A lot of individuals aren’t prepared for the physical strain that comes with doing strenuous activities outside, and they also aren’t aware of the possible risks that come with being outside when it’s cold. Participants in winter activities who do not observe basic safety protocols run the risk of developing unintentional hypothermia.
Hypothermia occurs when the core temperature of the body drops below 35 degrees Celsius, which is equivalent to around 95 degrees Fahrenheit. It takes place when your body is unable to create enough energy to sustain the internal body temperature at an adequate level. It is a potential killer. A lack of coordination, mental disorientation, sluggish responses, shaking, and tiredness are some of the symptoms of this condition. Visit a physician as soon as possible if you notice any of the signs of hypothermia.
Layer up your clothes if you want to stay warm. This creates a barrier by sandwiching air between layers. Put on a cap or scarf to cover your hair. Your head is a major heat loss area. And frostbite may be extremely painful for the ears. Remember to keep your extremities toasty, since they are the first to lose heat.
Don’t overwork your heart by shoveling without taking regular pauses. When you take a break, tune in to how your body is responding. Recognize the symptoms of a heart attack and pay attention to your body, but remember that you should always be checked out by a doctor if you are experiencing any unusual health issues, even if you are unsure whether they are related to a heart attack.
If you are looking for some interesting options other than your regular tea and coffee, you can try turmeric milk (golden milk), hot lemon water, or hot cocoa.
Drinking alcoholic drinks either before or just after shoveling snow is not a good idea. Alcohol may increase a person’s perception of warmth, causing them to underestimate the additional strain that exposure to extremely cold temperatures places on their body.
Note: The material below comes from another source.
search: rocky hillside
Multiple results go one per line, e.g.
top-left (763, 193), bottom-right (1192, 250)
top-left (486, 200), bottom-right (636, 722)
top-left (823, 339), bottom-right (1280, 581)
When hiking in the winter, it is important to choose shoes that have a strong grip so that you do not slide on any ice spots. If you live near ski trails, cross-country skiing is a great way to work out your whole body and have fun in the winter. Snowshoeing is also an easy-to-do and fun winter exercise in the snow that can help you stay in shape while you explore the scenery.
Always pay attention to your body’s cues and the weather, and don’t forget to stay hydrated and warm up properly before working out outside in the winter. Before starting a new exercise plan, it’s also a good idea to talk to a doctor or nurse, especially if you already have health problems.